Amy: “Dad. Where’s this thing that belongs in here?”
Dad: “I cleaned. It’s gone.”
Amy: “But I don’t want it gone.”
Dad: “Doesn’t it look better?”
She then goes and sits on the stairs. Sings:
“And you don’t know what to do with dinner”
“I don’t know what to do so I’m just sitting singing”
“You do know what to do with cat poo” (maybe that was food)
“You don’t know what to do”
oops. Dad interupted. “I’m singing. Don’t talk to me while I’m singing.”

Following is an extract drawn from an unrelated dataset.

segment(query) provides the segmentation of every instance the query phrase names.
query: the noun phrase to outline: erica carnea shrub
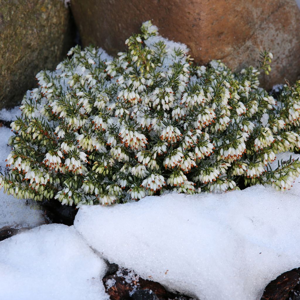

“You don’t know what to do with steps.”
“You do know what to do with cat food.”
Biting News
I neglected to report big news in the house. Evan’s two lower front teeth have made their appearance! So added to the bangs, crashes, cries, Wiggles, and other assorted morning noises we add, “slurp slurp OW!” and sometimes some less than muffled cursing that when the kids repeat at church or pre-school I’ll be blamed.
From the mouths of babes
Evan, 7.5 months, while shaking head: “No”
From the mouths of babes
Yesterday I was in the middle of trying to rush out of the house and had this amusing conversation with the nine year old.
Noah: “Dad, do you have some string or rope with a hole in it?”
Dad, trying to picture putting a hole through a rope or string and not weakening it: “No, why would you do that?”
Noah: “I want to make one of those walkie talkie things with the two cups.”
Dad: “Oh, you mean a telephone. Why does the string need a hole through it?”
Noah: “How else is the sound going to get through?”
I dropped everything and rapidly found some string and two plastic cups. With time running out, Noah and I made our telephones, then over our first call, we discussed the science and why the strings don’t need holes. Now that was fun!
From the mouths of babes
I hear the rattling of the gate at the top of the stairs which Amy has just traversed. Then I hear Amy walking around upstairs. Now, we keep the gate closed at all times since Lucy is so old and doesn’t need to be coming downstairs and Evan is so fast that at the blink of an eye he could be tumbling down the stairs. Perhaps I didn’t latch the gate completely.
Dad: “Amy, did you open the gate?”
Amy, coyly: “Yes”
Dad: “Show me.”
Amy, opens the gate: “I’m strong now!”
As one child learns mobility, the other learns to open doors. Scary!